ISIS forces also pressed into eastern Diyala province, capturing villages and towns in the Hamrin Mountains as well as Jalula and Saadiyah, and are threatening to move into Khalis and Baqubah.

As ISIS and allied forces moved southward, units also attacked along the highway between Samarra and Baghdad. The town of Dhuluiyah, just east of Balad, fell to ISIS units, while heavy fighting was reported in Taji, a city on the outskirts of Baghdad. Dhuluiyah was retaken by Iraqi forces on June 13.

Dislodging ISIS will be a difficult task

The ISIS advance toward Baghdad may be temporarily held off as the government rallies its remaining security forces and Shia militias organize for the upcoming battle. But at the least, ISIS should be able to take control of some Sunni neighborhoods in Baghdad and wreak havoc on the city with IEDs, ambushes, single suicide attacks, and suicide assaults that target civilians, the government, security forces, and foreign installations.
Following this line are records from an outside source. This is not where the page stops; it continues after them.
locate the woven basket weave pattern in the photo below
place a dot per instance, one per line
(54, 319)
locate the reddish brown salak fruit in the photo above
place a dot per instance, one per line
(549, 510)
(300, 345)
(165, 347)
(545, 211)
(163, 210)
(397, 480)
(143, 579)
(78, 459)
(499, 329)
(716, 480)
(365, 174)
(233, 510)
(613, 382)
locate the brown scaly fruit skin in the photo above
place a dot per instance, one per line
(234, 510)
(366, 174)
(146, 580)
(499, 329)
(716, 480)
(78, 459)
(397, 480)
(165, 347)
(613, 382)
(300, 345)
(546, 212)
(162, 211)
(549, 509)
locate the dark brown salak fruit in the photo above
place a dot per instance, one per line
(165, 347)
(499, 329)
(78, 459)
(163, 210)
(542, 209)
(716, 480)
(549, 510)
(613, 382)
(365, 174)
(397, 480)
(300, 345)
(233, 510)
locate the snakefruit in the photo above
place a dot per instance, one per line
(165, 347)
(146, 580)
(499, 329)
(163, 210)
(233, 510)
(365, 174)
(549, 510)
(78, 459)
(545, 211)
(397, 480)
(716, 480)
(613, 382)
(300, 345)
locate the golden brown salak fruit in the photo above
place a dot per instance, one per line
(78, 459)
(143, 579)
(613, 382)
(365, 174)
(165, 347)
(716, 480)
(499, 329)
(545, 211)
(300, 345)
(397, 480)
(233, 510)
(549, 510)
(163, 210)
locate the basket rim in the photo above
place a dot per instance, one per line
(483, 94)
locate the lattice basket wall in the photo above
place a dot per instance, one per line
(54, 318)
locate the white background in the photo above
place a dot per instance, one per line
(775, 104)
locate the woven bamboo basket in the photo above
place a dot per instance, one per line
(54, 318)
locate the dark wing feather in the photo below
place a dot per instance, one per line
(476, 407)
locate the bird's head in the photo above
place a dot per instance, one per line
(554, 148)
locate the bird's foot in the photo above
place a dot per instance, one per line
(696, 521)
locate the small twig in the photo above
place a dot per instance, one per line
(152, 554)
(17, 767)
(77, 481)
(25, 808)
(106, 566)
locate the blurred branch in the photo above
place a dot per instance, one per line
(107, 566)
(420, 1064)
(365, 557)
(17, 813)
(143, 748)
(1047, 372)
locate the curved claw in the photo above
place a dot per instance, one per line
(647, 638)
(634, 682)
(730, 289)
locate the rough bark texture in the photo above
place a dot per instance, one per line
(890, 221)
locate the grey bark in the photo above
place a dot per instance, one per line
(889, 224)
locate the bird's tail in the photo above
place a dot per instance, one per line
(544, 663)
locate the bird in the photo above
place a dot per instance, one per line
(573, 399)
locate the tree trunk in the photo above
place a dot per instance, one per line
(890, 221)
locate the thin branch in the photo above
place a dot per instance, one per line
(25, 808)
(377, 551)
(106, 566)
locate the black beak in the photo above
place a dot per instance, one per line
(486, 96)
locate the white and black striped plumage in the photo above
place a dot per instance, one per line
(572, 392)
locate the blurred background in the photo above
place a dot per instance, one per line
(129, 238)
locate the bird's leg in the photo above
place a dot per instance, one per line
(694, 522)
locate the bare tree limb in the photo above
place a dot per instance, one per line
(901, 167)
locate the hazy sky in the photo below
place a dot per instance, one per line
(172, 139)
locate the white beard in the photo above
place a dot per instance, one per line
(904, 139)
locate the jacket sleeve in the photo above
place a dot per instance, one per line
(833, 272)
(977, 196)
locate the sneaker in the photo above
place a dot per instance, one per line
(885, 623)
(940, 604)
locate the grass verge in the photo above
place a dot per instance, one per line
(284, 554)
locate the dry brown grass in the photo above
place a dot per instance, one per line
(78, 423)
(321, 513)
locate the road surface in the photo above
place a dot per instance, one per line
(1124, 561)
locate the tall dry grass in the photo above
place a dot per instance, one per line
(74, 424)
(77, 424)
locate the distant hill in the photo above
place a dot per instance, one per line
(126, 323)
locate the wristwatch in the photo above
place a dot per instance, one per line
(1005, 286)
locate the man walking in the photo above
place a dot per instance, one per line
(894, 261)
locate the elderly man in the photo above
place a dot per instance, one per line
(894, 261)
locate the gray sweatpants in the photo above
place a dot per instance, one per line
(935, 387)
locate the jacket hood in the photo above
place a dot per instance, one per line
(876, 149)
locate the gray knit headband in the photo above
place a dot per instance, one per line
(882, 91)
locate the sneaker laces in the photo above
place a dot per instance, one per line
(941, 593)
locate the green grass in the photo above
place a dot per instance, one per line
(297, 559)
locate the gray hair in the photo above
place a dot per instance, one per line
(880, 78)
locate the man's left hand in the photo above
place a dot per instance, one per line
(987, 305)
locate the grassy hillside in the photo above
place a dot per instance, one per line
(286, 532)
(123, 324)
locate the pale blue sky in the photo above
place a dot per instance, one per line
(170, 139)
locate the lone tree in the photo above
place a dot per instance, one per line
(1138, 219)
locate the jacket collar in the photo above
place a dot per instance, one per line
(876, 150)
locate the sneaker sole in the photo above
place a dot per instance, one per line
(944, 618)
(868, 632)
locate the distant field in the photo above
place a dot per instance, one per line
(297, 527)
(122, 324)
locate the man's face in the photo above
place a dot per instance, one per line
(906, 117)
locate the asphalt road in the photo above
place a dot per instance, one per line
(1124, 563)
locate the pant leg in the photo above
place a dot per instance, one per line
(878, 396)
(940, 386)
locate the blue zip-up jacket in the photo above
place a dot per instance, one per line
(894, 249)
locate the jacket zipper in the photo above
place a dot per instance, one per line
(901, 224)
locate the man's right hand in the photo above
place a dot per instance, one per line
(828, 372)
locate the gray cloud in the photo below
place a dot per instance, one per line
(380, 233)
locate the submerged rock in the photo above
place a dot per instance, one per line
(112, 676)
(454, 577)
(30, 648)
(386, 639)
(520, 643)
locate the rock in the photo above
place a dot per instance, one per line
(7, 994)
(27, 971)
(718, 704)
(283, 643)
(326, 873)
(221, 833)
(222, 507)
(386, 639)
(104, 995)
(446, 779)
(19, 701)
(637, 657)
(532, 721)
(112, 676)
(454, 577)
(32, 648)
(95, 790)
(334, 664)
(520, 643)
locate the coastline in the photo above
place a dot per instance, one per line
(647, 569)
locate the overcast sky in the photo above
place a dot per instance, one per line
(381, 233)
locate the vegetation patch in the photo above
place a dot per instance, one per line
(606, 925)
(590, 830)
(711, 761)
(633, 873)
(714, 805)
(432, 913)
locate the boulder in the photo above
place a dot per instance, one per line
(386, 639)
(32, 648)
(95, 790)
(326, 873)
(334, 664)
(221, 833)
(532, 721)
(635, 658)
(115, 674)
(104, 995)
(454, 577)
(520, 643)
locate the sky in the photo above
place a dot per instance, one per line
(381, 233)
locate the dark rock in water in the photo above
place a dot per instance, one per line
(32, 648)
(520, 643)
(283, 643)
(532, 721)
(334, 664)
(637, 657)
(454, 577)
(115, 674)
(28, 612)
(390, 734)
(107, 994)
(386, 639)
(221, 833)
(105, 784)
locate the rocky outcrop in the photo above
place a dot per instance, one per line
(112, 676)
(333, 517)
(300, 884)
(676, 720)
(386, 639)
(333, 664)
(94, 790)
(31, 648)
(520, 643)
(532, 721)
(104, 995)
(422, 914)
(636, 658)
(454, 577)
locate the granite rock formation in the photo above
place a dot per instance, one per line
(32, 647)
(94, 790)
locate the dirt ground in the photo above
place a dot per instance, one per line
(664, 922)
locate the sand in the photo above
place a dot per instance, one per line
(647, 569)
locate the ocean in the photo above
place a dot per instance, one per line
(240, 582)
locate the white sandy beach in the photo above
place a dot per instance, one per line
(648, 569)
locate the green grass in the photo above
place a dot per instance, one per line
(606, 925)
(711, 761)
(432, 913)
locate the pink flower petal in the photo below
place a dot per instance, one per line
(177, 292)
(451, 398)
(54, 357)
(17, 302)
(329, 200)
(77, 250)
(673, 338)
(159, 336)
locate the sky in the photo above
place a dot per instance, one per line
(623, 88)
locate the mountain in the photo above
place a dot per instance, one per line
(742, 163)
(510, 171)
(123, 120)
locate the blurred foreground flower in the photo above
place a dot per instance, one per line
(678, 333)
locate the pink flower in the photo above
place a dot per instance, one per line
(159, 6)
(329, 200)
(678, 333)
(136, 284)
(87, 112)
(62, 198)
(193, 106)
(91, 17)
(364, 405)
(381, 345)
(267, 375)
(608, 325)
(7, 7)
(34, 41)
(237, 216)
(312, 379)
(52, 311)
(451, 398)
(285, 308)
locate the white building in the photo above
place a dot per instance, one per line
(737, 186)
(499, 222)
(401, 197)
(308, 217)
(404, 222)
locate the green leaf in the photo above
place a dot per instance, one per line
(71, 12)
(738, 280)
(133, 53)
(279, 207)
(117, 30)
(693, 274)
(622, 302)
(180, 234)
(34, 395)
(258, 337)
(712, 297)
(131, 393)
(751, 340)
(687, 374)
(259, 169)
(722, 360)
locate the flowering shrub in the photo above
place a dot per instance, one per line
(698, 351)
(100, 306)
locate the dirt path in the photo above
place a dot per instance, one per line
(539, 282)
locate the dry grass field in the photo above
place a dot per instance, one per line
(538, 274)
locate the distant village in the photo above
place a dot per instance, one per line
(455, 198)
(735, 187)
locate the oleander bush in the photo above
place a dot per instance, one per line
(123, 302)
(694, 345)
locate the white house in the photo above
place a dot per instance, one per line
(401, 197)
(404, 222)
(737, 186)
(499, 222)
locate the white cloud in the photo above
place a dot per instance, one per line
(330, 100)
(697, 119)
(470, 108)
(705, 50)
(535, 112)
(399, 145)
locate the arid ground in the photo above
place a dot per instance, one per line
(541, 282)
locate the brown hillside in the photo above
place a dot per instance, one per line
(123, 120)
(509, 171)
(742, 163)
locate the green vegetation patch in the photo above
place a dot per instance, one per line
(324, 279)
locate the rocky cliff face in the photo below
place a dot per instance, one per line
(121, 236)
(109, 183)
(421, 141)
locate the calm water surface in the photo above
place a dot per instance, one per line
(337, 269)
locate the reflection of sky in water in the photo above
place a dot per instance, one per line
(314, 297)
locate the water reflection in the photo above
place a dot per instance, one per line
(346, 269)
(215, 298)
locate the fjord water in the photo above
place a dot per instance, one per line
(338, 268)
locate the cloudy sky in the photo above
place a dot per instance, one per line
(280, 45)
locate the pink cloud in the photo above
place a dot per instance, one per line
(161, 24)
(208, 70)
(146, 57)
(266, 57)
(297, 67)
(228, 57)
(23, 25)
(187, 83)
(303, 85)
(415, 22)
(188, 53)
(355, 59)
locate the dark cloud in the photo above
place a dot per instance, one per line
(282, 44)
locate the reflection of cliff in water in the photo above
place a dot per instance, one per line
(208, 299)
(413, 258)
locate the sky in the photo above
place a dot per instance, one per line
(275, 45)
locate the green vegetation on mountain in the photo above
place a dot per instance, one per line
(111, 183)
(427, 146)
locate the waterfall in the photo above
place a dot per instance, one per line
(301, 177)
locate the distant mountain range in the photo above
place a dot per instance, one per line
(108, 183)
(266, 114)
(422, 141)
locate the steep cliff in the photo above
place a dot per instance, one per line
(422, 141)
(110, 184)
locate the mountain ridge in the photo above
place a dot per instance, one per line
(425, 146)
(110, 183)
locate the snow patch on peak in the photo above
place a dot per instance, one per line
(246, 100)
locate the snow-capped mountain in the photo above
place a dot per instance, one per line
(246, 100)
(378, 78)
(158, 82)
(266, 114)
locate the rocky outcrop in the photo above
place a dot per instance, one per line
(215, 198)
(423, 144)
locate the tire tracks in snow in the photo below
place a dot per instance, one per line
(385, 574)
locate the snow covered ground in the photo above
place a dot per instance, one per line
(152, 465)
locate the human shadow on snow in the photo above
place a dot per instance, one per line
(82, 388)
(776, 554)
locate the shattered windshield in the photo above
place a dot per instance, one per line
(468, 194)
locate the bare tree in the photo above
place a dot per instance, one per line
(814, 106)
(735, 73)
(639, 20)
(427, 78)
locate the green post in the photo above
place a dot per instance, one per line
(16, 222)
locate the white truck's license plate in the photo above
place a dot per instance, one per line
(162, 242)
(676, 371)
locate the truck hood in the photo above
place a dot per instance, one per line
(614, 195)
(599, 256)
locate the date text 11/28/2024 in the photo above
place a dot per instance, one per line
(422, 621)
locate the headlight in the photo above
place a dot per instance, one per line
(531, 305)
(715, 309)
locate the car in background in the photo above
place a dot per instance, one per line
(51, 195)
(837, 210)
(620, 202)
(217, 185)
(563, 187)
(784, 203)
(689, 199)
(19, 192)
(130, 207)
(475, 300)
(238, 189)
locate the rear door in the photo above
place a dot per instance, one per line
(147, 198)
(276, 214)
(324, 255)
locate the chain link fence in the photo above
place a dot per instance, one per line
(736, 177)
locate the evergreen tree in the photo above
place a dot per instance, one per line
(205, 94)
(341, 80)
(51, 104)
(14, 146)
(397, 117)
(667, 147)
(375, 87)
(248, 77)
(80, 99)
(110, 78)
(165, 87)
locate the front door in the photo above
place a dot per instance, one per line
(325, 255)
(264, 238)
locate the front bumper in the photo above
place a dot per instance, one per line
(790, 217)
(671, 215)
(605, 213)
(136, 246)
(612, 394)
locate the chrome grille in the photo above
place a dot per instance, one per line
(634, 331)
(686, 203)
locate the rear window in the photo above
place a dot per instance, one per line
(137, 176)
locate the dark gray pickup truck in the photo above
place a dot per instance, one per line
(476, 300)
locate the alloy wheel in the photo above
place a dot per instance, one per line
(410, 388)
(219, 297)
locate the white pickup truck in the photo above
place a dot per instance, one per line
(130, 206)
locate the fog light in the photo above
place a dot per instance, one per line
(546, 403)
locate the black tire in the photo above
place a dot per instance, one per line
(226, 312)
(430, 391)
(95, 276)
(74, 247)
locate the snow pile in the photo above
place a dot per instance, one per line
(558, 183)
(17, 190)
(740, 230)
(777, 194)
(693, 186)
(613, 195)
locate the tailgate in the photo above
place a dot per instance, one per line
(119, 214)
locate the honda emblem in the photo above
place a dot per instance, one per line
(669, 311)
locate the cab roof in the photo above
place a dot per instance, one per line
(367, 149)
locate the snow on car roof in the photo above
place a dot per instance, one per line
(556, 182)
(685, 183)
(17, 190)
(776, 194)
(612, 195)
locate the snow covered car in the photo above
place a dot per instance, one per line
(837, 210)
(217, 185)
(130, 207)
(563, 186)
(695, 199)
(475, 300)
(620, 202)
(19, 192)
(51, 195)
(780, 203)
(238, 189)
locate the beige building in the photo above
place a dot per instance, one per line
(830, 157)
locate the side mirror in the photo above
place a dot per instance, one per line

Additionally, the brutal sectarian slaughter of Sunni and Shia alike that punctuated the violence in Baghdad from 2005 to 2007 is likely to return as Shia militias and ISIS fighters roam the streets.

Even if Iraqi forces are able to keep the ISIS from fully taking Baghdad and areas south, it is unlikely the beleaguered military and police forces will be able to retake the areas under ISIS control in the north and west without significant external support, as well as the support of the Kurds.

The ISIS and its allies are in a position today that closely resembles the ISI’s position prior to the US surge back in early 2007. More than 130,000 US troops, partnered with the Sunni Awakening formations and Iraqi security forces numbering in the hundreds of thousands, were required to clear Anbar, Salahaddin, Diyala, Ninewa, Baghdad, and the “triangle of death.” The concurrent operations took more than a year, and were supported by the US Air Force, US Army aviation brigades, and US special operations raids that targeted the ISI’s command and control, training camps, and bases, as well as its IED and suicide bomb factories.

Today, the Iraqis have no US forces on the ground to support them, US air power is absent, the Awakening is scattered and in disarray, and the Iraqi military has been humiliated while surrendering or retreating during the jihadists’ campaign from Mosul to the outskirts of Baghdad. The US government has indicated that it will not deploy US soldiers in Iraq, either on the ground or at airbases to conduct air operations.

ISIS is advancing boldly in the looming security vacuum left by the collapse of the Iraqi security forces and the West’s refusal to recommit forces to stabilize Iraq. This has rendered the country vulnerable to further incursions by al Qaeda-linked jihadists as well as intervention by interested neighbors such as Iran. Overt Iranian intervention in Iraq would likely lead any Sunnis still loyal to the government to side with ISIS and its allies, and would ensure that Iraq would slide even closer to a full-blown civil war, and risk a wider war throughout the Middle East.